OK there, I’ve talked myself out of wanting the heels. That linen tee tho… Mmm, linen. OK that was my last one, promise!

Things to do:

  • Read. Fucken forreal.
  • Write letter back to Maria. She just sent me her new address.
  • Go to the movies.
  • What am I doing to lose weight by 12/20? Or is this a lost cause? Oops.

Quote of the Day:

“Meaning is man-created. And because you constantly look for meaning, you start to feel meaninglessness.”

I like floating around in my own meaninglessness. Just a speck of space dust marveling at all the other specks of dust and how they make all of space a beautiful sight, one speck at a time.

Waiting for:

  • Christmas Party time.
  • Thursdays. Serial podcast. OH YAS.
  • 2 Fedex packages. Eeeeee!!!

I feel like Thanksgiving just came and went so very quickly… I want that feeling again. Being among a lot of really loving family members, drinking, eating, feeling merry. I went to my aunt’s house last night to pick up some rice to accompany my dinner and she offered me tequila. Lulz. I refused but I WAS TEMPTED. Family and merry times? I’m so there.
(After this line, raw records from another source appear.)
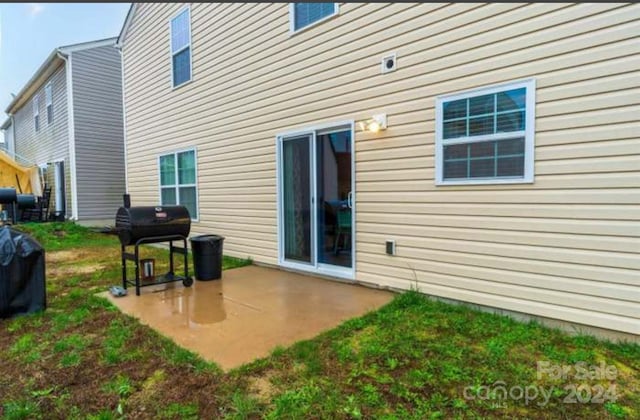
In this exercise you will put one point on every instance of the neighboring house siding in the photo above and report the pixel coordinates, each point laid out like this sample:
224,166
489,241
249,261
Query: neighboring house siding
8,141
51,142
99,143
565,247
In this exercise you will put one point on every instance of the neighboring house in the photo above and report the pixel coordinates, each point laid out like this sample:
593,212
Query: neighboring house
7,144
68,120
508,174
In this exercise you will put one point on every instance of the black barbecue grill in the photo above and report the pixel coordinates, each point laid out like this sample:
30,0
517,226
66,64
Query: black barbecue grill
144,225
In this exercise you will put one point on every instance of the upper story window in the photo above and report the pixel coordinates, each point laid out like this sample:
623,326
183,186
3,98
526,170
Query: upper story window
486,136
48,94
181,48
302,15
36,112
178,181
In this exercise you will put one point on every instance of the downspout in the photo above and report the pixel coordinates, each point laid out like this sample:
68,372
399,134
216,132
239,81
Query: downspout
124,121
72,136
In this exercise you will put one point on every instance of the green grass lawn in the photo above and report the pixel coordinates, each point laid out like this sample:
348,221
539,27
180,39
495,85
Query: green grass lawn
414,358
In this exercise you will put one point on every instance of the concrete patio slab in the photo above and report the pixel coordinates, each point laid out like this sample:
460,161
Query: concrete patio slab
249,312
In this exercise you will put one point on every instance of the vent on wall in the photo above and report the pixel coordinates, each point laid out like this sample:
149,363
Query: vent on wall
391,247
389,63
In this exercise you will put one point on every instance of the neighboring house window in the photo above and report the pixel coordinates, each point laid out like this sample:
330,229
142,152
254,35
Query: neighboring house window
36,113
178,181
48,93
302,15
181,48
486,136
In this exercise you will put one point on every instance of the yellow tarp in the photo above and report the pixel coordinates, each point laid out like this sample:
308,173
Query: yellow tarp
13,175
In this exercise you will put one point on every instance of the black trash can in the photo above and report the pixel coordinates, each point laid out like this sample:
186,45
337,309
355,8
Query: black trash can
22,274
207,256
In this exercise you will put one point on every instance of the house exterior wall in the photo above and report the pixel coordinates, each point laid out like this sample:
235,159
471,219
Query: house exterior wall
98,128
8,144
565,246
51,142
I should also perhaps mention I had a cat for two months. She and I are no longer together. Charlotte got a terminal illness and she was put to sleep. Our time together was so short-lived. I haven’t even moved her food tray away yet. It just happened so suddenly. I was only barely getting to know the kitty. She only lived for 10 months. What a sad way to go. Poor kitten.

Will this year ever end?

Longest, most eventful year to date.